How are LLMs going to stay on top of new design concepts, new languages, really anything new?
Can LLMs be trained to operate "fluently" with regards to a genuinely new concept?
I think LLMs are good for writing certain types of "bad code", i.e. if you're learning a new language or trying to quickly create a prototype.
However to me it seems like a security risk to try to write "good code" with an LLM.
[-]
- sgk284 2 hours ago
  I suspect it will still fall on humans (with machine assistance?) to move the field forward and innovate, but in terms of training an LLM on genuinely new concepts, they tend to be pretty nimble on that front (in my experience).
  Especially with the massive context windows modern LLMs have. The core idea that the GPT-3 paper introduced was (summarizing):
```
  A sufficiently large language model can perform new tasks it has never seen using only a few examples provided at inference time, without any gradient updates or fine-tuning.
```
- rabf 2 hours ago
  You do realise they can search the web?
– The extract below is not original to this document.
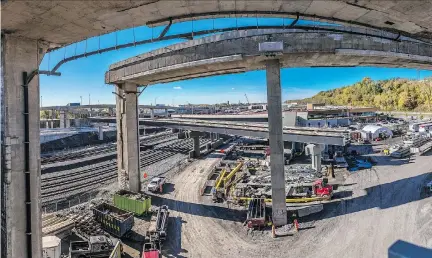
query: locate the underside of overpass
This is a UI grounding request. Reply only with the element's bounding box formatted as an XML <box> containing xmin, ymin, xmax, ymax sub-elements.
<box><xmin>1</xmin><ymin>0</ymin><xmax>432</xmax><ymax>258</ymax></box>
They can read documentation and api specs?
  [-]
- manmal 2 hours ago
  They are retrained every 12-24 months and constantly getting new/updated reinforcement learning layers. New concepts are not the problem. The problem is outdated information in the training data, like only crappy old Postgres syntax in most of the Stackoverflow body.
  [-]
  - Aerolfos 1 hour ago
    > They are retrained every 12-24 months and constantly getting new/updated reinforcement learning layers
    This is true now, but it can't stay true, given the enormous costs of training. Inference is expensive enough as is, the training runs are 100% venture capital "startup" funding and pretty much everyone expects them to go away sooner or later
    Can't plan a business around something that volatile
    [-]
    - 0x696C6961 1 hour ago
      You don't need to retrain the whole thing from scratch every time.